The Left and the Tsunami
Leave it to the American left to find a villain of the tsunami disaster - not Mother Nature but President Bush. The Washington Post on Wednesday trotted out the former president of the Council on Foreign Relations, Leslie Gelb, to pronounce that Mr. Bush was, as the Post conveyed it, "missing an opportunity to demonstrate American benevolence." The New York Times editorialized yesterday that American aid offers were "stingy" and "miserly." Rep. Joseph Crowley, a Democrat of Queens, declared that the Bush administration is "asleep at the wheel." Juan Cole, a history professor at the University of Michigan who runs an anti-Bush Web site, wrote, "If Bush were a statesman, he would have flown to Jakarta and announced his solidarity with the Muslims of Indonesia."
Is there no bad thing that can happen on earth for which Mr. Bush is not to blame? Had the president raced immediately to the scene of the disaster, these same voices would no doubt be condemning him for grandstanding and interfering with the relief effort, for exploiting a humanitarian disaster, or for taking a unilateralist approach instead of working with coalitions and international organizations. This is contemporary American leftist illogic distilled to pure hypocrisy: When America tries to depose a dictator like Saddam Hussein who put tens of thousands of Iraqi Shiites in mass graves and who was trying to acquire weapons that would allow him to kill tens of thousands of Israelis or Americans, the left complains that America is trying to be a global policeman and needs to learn humility. But when a naturally generated tsunami hits Indonesia, Sri Lanka and Thailand, killing hundreds of thousands, it is somehow assumed that the American government must take the lead in the disaster relief efforts.

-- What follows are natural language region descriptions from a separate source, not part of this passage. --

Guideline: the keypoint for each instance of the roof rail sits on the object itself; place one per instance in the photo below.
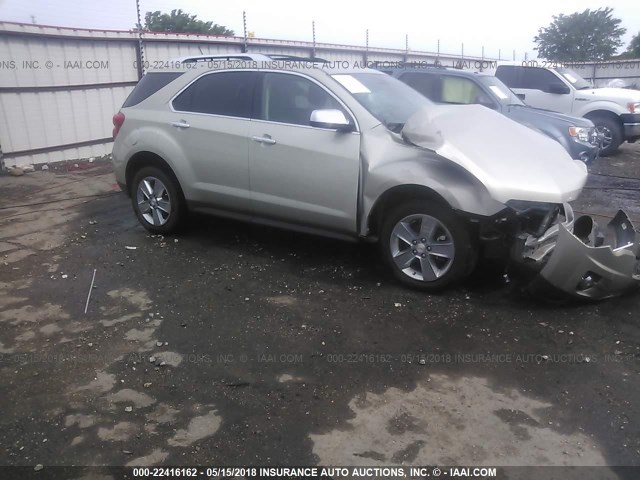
(294, 58)
(223, 56)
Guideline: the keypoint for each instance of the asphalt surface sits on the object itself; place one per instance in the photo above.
(242, 345)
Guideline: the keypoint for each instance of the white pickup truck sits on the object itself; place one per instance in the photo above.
(614, 111)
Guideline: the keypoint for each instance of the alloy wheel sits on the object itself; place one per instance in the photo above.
(422, 247)
(153, 201)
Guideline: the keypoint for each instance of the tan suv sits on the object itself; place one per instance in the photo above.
(350, 153)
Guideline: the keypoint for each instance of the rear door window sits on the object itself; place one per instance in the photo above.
(225, 93)
(539, 79)
(427, 84)
(510, 76)
(149, 84)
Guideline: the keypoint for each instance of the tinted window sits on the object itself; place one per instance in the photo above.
(539, 79)
(463, 91)
(509, 76)
(291, 99)
(226, 93)
(148, 85)
(386, 98)
(527, 77)
(428, 85)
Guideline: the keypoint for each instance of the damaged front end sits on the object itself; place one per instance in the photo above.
(576, 256)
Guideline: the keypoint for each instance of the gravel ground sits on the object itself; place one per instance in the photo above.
(243, 345)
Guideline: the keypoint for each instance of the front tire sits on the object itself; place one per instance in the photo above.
(157, 201)
(611, 131)
(425, 245)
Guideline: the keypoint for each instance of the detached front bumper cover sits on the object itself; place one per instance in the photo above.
(593, 264)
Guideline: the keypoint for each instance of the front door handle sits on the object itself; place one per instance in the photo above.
(266, 140)
(180, 124)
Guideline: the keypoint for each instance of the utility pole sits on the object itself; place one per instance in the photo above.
(366, 48)
(140, 50)
(245, 46)
(313, 28)
(406, 47)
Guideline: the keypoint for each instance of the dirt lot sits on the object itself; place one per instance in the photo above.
(236, 344)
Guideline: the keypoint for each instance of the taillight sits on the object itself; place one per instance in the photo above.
(118, 120)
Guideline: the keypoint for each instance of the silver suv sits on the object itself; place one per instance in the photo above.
(349, 153)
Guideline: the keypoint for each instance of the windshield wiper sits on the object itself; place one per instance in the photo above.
(395, 127)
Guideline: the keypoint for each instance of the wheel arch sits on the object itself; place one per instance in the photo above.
(397, 195)
(149, 159)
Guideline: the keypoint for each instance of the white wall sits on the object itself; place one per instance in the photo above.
(58, 111)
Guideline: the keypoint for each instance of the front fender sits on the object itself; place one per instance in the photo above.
(386, 165)
(583, 109)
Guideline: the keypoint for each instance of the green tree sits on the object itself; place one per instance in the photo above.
(633, 50)
(589, 35)
(181, 22)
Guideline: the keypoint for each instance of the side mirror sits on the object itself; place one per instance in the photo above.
(558, 88)
(331, 119)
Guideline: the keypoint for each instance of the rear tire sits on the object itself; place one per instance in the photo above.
(425, 245)
(157, 200)
(612, 132)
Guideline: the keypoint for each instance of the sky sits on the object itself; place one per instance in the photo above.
(498, 26)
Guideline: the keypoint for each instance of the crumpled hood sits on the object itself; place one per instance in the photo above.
(511, 160)
(539, 117)
(627, 94)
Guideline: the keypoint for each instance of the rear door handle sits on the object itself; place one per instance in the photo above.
(180, 124)
(267, 140)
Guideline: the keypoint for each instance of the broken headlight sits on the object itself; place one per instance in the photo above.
(535, 217)
(581, 133)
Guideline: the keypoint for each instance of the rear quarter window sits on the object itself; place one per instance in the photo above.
(149, 84)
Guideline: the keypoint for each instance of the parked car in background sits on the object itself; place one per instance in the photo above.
(452, 86)
(356, 154)
(614, 111)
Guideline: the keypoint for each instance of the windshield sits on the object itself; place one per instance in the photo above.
(572, 77)
(500, 90)
(386, 98)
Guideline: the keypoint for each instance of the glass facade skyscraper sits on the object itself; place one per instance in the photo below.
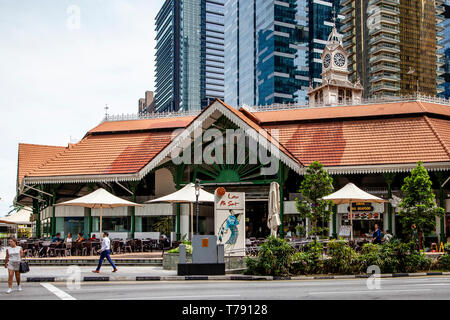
(265, 52)
(273, 48)
(189, 54)
(444, 53)
(321, 16)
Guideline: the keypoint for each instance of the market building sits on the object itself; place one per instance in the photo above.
(373, 144)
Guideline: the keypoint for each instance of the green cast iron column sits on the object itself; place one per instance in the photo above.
(441, 201)
(133, 213)
(281, 181)
(334, 234)
(89, 217)
(178, 175)
(38, 217)
(389, 208)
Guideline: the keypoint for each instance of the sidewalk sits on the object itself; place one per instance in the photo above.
(60, 274)
(56, 273)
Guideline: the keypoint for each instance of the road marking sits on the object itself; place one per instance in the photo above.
(367, 291)
(57, 292)
(177, 297)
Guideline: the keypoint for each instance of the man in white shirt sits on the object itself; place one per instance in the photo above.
(105, 253)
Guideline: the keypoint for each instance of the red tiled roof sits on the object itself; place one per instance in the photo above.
(117, 153)
(346, 138)
(371, 110)
(365, 142)
(31, 156)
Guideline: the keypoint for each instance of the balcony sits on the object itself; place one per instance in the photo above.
(390, 19)
(347, 35)
(440, 71)
(346, 9)
(348, 43)
(384, 67)
(385, 77)
(389, 10)
(392, 2)
(384, 57)
(384, 38)
(385, 48)
(384, 28)
(385, 87)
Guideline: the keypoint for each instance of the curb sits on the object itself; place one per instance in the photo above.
(231, 277)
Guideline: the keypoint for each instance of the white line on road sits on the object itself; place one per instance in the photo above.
(58, 292)
(367, 291)
(177, 297)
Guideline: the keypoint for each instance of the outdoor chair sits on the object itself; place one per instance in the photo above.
(95, 247)
(146, 245)
(85, 248)
(128, 246)
(44, 248)
(68, 249)
(138, 246)
(115, 246)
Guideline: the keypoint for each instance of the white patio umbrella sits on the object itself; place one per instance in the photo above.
(273, 220)
(349, 194)
(20, 217)
(186, 195)
(99, 199)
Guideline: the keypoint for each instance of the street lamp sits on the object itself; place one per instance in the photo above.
(197, 193)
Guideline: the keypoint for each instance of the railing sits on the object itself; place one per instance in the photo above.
(153, 115)
(290, 106)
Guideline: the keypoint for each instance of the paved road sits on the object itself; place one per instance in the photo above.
(433, 288)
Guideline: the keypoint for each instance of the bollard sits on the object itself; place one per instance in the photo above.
(182, 256)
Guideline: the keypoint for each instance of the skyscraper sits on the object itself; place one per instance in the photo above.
(444, 54)
(266, 45)
(393, 44)
(189, 54)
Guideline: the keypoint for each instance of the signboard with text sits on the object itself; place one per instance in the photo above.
(229, 222)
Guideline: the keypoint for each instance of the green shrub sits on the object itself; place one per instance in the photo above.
(443, 262)
(342, 258)
(303, 263)
(274, 258)
(188, 248)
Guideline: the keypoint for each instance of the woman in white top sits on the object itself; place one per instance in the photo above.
(14, 255)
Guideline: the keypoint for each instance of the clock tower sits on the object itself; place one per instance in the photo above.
(335, 89)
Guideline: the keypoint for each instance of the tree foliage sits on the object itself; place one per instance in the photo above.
(316, 184)
(418, 207)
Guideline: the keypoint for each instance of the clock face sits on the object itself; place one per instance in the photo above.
(339, 59)
(327, 60)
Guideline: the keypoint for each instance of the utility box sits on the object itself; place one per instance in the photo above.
(207, 257)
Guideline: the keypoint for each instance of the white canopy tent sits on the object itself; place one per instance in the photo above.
(187, 195)
(273, 221)
(99, 199)
(349, 194)
(20, 217)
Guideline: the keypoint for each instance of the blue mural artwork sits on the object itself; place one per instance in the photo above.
(230, 225)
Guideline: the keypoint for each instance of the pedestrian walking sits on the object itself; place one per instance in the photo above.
(376, 238)
(14, 255)
(105, 253)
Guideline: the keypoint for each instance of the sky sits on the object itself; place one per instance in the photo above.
(61, 62)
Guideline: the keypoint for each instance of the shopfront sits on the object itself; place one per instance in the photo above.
(365, 216)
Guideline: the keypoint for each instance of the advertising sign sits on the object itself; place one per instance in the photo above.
(229, 221)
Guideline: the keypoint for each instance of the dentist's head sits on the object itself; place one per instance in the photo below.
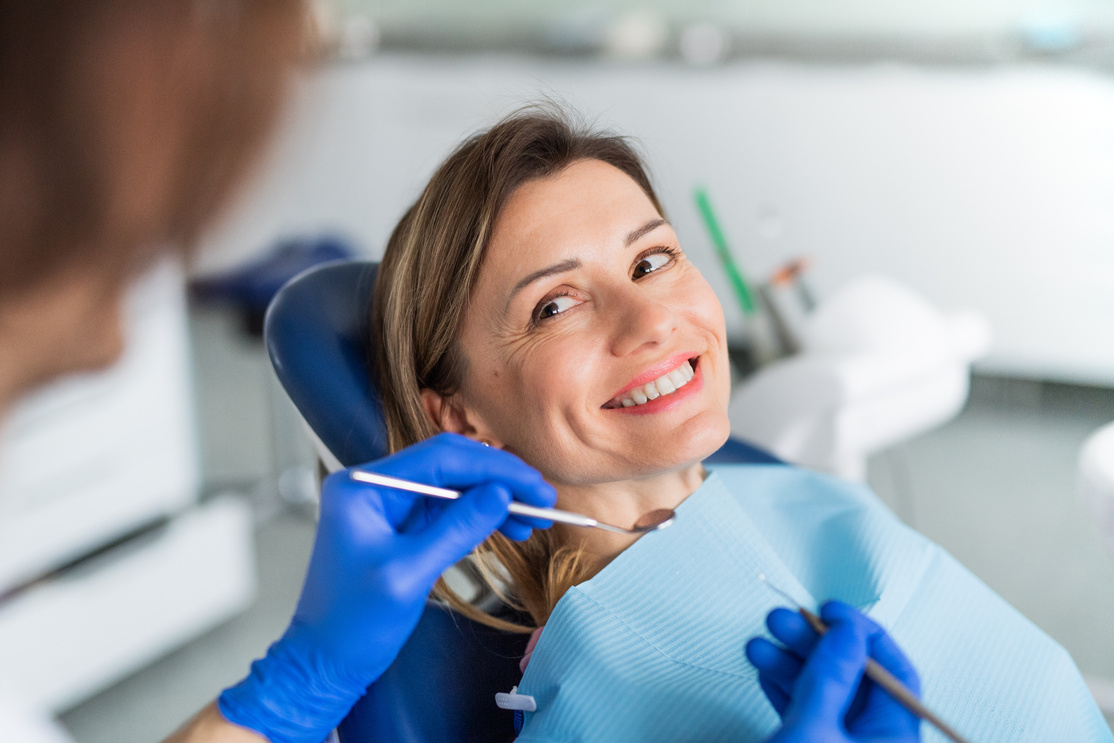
(124, 127)
(535, 297)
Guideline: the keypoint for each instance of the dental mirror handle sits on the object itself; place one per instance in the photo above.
(516, 508)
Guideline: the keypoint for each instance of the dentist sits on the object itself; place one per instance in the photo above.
(125, 126)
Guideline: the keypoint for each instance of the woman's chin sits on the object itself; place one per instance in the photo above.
(702, 439)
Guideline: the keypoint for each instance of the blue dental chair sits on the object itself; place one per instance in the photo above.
(442, 685)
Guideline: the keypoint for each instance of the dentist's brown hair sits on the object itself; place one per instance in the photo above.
(424, 286)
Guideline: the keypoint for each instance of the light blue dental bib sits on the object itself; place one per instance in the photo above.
(652, 647)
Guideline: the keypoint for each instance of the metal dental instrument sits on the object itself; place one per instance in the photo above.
(652, 521)
(877, 673)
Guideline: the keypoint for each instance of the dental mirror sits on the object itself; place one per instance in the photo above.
(650, 521)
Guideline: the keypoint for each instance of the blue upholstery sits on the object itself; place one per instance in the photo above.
(315, 332)
(442, 685)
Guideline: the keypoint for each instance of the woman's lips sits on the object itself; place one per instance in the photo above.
(677, 374)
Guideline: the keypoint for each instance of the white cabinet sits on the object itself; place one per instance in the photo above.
(110, 460)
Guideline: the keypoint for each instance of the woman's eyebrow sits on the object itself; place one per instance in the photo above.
(541, 273)
(650, 226)
(574, 263)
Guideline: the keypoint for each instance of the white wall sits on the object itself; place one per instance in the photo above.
(990, 188)
(827, 18)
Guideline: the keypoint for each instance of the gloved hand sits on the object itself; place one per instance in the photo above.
(817, 684)
(377, 556)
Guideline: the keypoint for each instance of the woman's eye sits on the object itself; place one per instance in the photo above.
(651, 263)
(555, 306)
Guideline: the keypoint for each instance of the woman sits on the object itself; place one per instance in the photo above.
(125, 126)
(535, 299)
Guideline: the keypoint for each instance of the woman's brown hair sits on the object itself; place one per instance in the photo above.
(125, 124)
(423, 289)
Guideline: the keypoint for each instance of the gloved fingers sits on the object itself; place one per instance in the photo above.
(777, 663)
(881, 646)
(831, 675)
(455, 461)
(791, 628)
(457, 530)
(778, 671)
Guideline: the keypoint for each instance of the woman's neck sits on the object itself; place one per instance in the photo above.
(622, 504)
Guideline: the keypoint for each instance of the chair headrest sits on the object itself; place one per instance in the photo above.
(316, 335)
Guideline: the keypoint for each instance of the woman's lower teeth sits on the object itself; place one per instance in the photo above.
(664, 384)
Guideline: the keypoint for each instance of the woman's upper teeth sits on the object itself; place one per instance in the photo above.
(664, 384)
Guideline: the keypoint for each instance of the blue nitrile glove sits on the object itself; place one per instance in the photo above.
(817, 684)
(377, 556)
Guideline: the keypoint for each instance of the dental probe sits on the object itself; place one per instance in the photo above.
(652, 521)
(878, 674)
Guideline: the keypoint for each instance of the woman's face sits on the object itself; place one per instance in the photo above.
(585, 318)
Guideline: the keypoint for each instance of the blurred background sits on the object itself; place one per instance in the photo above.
(919, 199)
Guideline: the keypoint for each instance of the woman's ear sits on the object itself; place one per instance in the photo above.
(449, 414)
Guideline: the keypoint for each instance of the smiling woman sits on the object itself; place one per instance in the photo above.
(537, 299)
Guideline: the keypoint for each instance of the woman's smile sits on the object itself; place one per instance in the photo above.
(596, 351)
(664, 388)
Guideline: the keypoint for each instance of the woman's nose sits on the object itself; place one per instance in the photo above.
(641, 320)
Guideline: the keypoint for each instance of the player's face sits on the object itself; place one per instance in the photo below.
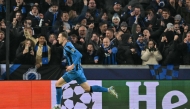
(106, 42)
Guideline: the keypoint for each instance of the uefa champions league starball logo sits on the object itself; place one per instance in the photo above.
(74, 97)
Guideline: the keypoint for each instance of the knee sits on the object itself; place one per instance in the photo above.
(87, 89)
(57, 84)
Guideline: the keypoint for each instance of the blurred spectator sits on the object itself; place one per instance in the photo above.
(53, 15)
(184, 11)
(2, 48)
(2, 10)
(88, 57)
(95, 40)
(62, 25)
(170, 48)
(76, 43)
(20, 6)
(25, 52)
(56, 50)
(151, 55)
(74, 18)
(127, 51)
(42, 52)
(106, 54)
(136, 17)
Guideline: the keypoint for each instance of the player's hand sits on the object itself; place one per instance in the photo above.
(109, 51)
(69, 68)
(96, 61)
(185, 40)
(38, 66)
(32, 52)
(82, 40)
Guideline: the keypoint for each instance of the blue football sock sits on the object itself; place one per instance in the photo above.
(58, 94)
(98, 89)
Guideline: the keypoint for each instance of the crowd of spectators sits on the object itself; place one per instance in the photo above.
(128, 32)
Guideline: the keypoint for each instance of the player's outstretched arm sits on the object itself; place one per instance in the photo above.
(74, 52)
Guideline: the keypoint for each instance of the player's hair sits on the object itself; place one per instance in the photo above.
(64, 34)
(2, 32)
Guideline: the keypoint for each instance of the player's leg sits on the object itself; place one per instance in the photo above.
(66, 78)
(96, 88)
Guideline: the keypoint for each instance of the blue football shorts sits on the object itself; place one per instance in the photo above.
(75, 75)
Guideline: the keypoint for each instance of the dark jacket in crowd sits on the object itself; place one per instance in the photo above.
(125, 55)
(2, 51)
(21, 58)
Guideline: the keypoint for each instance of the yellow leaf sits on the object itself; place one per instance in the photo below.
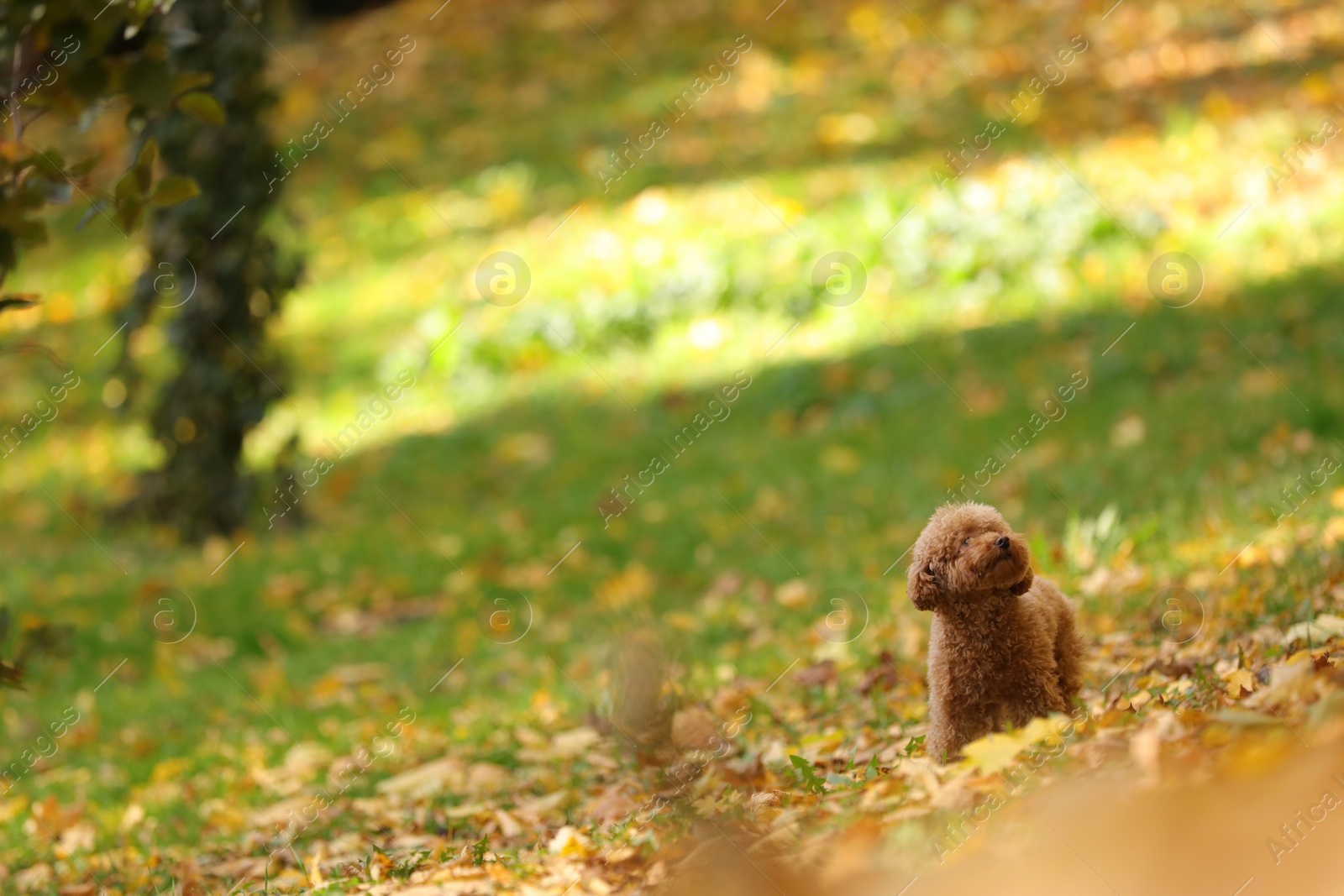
(1240, 680)
(992, 752)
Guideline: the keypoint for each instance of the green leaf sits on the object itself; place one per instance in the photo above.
(150, 83)
(144, 167)
(188, 81)
(203, 107)
(131, 212)
(128, 187)
(811, 781)
(29, 231)
(174, 190)
(13, 300)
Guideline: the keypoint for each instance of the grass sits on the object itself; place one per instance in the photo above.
(496, 469)
(823, 473)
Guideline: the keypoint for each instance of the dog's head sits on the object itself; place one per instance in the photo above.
(967, 551)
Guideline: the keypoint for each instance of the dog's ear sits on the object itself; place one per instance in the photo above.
(922, 586)
(1025, 586)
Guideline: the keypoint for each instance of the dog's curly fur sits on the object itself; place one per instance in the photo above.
(1003, 647)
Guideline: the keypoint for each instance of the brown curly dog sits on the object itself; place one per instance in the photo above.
(1001, 647)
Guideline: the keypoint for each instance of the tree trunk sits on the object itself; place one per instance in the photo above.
(221, 275)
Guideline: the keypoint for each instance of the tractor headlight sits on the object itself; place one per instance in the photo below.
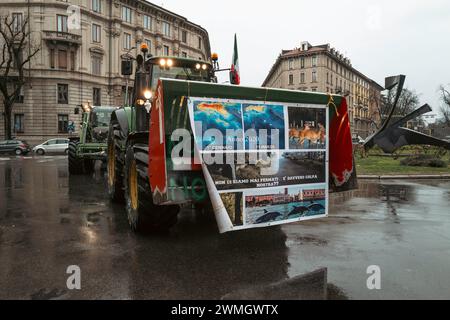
(148, 94)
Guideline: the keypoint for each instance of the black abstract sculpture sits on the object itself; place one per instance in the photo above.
(390, 137)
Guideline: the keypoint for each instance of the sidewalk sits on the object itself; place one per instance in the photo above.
(405, 176)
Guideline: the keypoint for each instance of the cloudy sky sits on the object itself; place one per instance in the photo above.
(380, 37)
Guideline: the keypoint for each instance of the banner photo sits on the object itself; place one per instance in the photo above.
(264, 164)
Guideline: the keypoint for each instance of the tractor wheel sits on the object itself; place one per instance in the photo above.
(142, 214)
(75, 163)
(115, 163)
(89, 166)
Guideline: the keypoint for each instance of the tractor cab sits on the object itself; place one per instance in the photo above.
(152, 68)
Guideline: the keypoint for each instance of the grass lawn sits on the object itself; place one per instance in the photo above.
(376, 165)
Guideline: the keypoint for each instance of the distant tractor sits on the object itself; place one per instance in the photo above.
(91, 145)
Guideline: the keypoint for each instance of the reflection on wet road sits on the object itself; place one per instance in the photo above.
(49, 221)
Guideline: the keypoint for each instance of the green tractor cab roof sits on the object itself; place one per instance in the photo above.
(177, 61)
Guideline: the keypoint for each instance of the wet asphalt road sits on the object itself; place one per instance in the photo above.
(49, 221)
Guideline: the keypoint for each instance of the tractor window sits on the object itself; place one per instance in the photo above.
(182, 73)
(100, 119)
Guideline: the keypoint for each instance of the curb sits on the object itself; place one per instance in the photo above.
(404, 177)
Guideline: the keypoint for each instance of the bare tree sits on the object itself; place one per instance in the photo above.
(16, 52)
(445, 108)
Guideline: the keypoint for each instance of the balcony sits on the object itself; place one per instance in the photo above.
(62, 37)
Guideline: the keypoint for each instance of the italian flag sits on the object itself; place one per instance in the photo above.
(235, 77)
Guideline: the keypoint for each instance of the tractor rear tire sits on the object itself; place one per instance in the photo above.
(115, 163)
(143, 214)
(89, 165)
(75, 163)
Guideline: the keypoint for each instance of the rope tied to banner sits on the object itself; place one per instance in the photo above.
(332, 104)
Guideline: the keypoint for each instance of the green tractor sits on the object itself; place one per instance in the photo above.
(143, 169)
(128, 139)
(91, 145)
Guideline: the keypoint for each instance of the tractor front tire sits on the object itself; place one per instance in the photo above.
(143, 215)
(114, 166)
(75, 163)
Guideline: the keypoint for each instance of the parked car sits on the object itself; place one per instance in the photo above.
(17, 147)
(52, 146)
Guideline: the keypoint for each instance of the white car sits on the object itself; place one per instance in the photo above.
(52, 146)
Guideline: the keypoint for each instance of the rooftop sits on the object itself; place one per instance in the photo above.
(306, 49)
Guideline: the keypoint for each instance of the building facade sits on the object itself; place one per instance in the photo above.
(82, 44)
(324, 69)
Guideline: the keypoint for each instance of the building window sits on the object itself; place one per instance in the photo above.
(63, 93)
(302, 77)
(20, 96)
(166, 29)
(147, 22)
(63, 123)
(126, 14)
(17, 21)
(291, 79)
(72, 60)
(19, 123)
(62, 59)
(314, 76)
(166, 50)
(127, 41)
(96, 97)
(149, 45)
(96, 65)
(61, 23)
(97, 6)
(96, 33)
(52, 58)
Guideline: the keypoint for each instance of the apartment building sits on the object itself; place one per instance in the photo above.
(324, 69)
(82, 44)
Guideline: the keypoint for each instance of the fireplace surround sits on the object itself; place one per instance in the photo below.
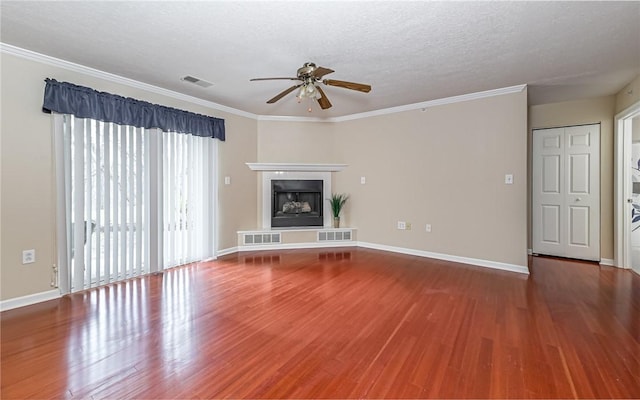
(296, 203)
(285, 171)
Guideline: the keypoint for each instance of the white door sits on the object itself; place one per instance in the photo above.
(566, 192)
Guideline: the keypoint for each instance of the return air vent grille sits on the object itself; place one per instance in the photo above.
(196, 81)
(334, 236)
(261, 238)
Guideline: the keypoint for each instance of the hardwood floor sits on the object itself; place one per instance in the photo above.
(334, 323)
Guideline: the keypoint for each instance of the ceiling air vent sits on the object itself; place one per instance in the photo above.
(196, 81)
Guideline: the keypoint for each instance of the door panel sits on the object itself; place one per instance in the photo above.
(579, 221)
(551, 174)
(566, 192)
(579, 174)
(551, 224)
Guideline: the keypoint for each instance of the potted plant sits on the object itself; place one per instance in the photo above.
(337, 201)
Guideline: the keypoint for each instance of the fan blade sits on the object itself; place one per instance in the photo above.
(323, 100)
(271, 79)
(283, 93)
(348, 85)
(322, 71)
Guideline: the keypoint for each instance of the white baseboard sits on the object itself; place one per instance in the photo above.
(29, 299)
(224, 252)
(522, 269)
(293, 246)
(54, 294)
(607, 261)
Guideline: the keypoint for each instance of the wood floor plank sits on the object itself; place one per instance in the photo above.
(333, 323)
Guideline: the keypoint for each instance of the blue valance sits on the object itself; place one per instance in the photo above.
(84, 102)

As David Shribman, the Pulitzer Prizewinner whose column appears weekly in The New York Sun, writes in the adjacent columns, a key difference between Republicans and Democrats these days is that Republicans prefer market solutions and personal responsibility, while Democrats prefer government stewardship and public responsibility. Individual Americans, private charities and businesses are generously rising to the challenge of tsunami relief; with more than $3.5 million raised at Amazon.com, a $35 million gift from Pfizer, $10 million from Coca-Cola, and $3 million each from Merck, Citigroup, and the Bill and Melinda Gates Foundation, according to Forbes. One could praise this extraordinary outpouring and pitch in. Sadly, the paragons of the American left would prefer to bash Mr. Bush than to celebrate American generosity.